Cumhurbaşkanı Recep Tayyip Erdoğan, Lütfi Kırdar Kongre Merkezi’nde gerçekleştirilen Dünya Türk Girişimciler Kurultayı’na katıldı.
Dünyanın dört bir yanından gelen iş adamlarına seslenen Cumhurbaşkanı Erdoğan, “Anavatanınıza, Türkiye’ye, ülkemizin göz bebeği İstanbul’umuza hoş geldiniz” dedi. Dünya Türk Girişimciler Kurultayı’nın başarılı geçmesi ve toplantının hayırlara vesile olması temennisinde bulunan Cumhurbaşkanı Erdoğan, buluşmayı tertip eden Dış Ekonomik İlişkiler Konseyi DEİK’in Başkanını ve Dünya Türk İş Konseyi’nin Başkanını tebrik ettiğini ifade etti.
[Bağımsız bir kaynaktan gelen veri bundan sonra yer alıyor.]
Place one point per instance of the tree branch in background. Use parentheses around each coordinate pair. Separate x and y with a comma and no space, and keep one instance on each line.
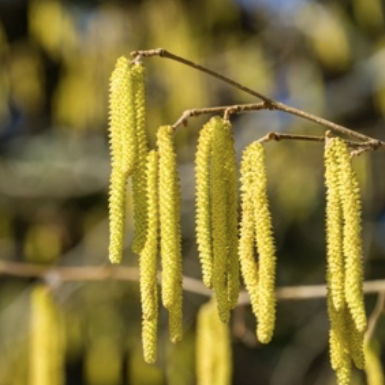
(59,274)
(268,103)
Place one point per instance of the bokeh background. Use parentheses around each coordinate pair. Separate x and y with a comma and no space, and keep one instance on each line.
(327,57)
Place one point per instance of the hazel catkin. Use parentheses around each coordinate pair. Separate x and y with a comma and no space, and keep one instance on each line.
(231,180)
(148,263)
(46,344)
(139,175)
(256,227)
(123,147)
(203,203)
(219,214)
(169,204)
(352,243)
(265,246)
(334,233)
(249,266)
(213,348)
(123,116)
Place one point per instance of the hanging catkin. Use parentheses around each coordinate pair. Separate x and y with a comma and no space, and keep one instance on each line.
(233,275)
(213,348)
(139,175)
(219,215)
(217,212)
(344,271)
(123,147)
(334,234)
(249,266)
(203,202)
(374,370)
(256,225)
(46,343)
(352,243)
(265,247)
(148,264)
(170,231)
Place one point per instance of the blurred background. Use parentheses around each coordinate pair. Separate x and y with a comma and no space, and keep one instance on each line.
(326,57)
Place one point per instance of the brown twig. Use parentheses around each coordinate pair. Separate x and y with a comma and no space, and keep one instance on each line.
(268,103)
(59,274)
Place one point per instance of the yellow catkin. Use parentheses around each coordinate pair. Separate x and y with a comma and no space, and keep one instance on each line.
(117,214)
(46,345)
(123,147)
(123,116)
(249,266)
(233,279)
(216,171)
(374,370)
(148,263)
(219,207)
(265,246)
(352,243)
(139,175)
(203,202)
(169,203)
(176,319)
(213,348)
(356,342)
(334,227)
(339,338)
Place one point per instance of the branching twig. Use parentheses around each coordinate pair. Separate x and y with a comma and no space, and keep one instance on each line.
(268,103)
(58,274)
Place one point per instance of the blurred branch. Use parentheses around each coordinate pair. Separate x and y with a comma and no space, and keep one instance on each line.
(268,103)
(58,274)
(375,316)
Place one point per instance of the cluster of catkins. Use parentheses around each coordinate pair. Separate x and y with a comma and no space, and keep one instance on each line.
(344,260)
(156,196)
(227,246)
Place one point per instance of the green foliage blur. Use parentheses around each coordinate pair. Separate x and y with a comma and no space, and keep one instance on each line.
(327,57)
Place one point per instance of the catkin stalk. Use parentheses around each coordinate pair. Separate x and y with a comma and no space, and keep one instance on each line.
(148,263)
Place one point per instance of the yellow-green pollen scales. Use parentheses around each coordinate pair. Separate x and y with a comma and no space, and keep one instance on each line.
(123,147)
(256,227)
(46,339)
(344,258)
(203,203)
(170,231)
(220,217)
(213,348)
(139,175)
(148,263)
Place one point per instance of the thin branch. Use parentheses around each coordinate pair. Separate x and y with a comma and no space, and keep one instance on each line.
(59,274)
(268,102)
(166,54)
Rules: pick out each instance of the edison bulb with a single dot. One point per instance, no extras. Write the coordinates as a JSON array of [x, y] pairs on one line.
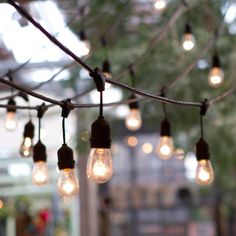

“İŞ ADAMLARIMIZ ÇOK BÜYÜK BİR POTANSİYEL OLARAK DÜNYAYA YAYILIYOR”
İlk kurultayın 72 ülkeden iş adamlarının katılımıyla gerçekleştiğini hatırlatan Cumhurbaşkanı Erdoğan, “İkincisinde hamdolsun bu sayı 90’a çıktı. Bugün ise 95 ülkeden iş adamı kardeşimizle bir aradayız. Biraz önce DEİK Başkanımız da ifade etti; Türkiye, 6 milyonluk diasporasıyla, yurt dışında en çok vatandaşı yaşayan 10. ülke durumunda. Geçtiğimiz haftalarda ziyaret ettiğimiz Gine’de imzalanan anlaşmayla birlikte 131. İş Konseyimizi de faaliyete geçirmiş oluyoruz. İş adamlarımız, hem Türkiye, hem de bulundukları ülkeler üzerinden gerçekten çok büyük bir güç, çok büyük bir potansiyel olarak dünyaya yayılıyorlar. Eskiden bu tarz ifadeler, bu tarz değerlendirmeler endişeyle karşılanır, üzeri de örtülmeye çalışılırdı” dedi.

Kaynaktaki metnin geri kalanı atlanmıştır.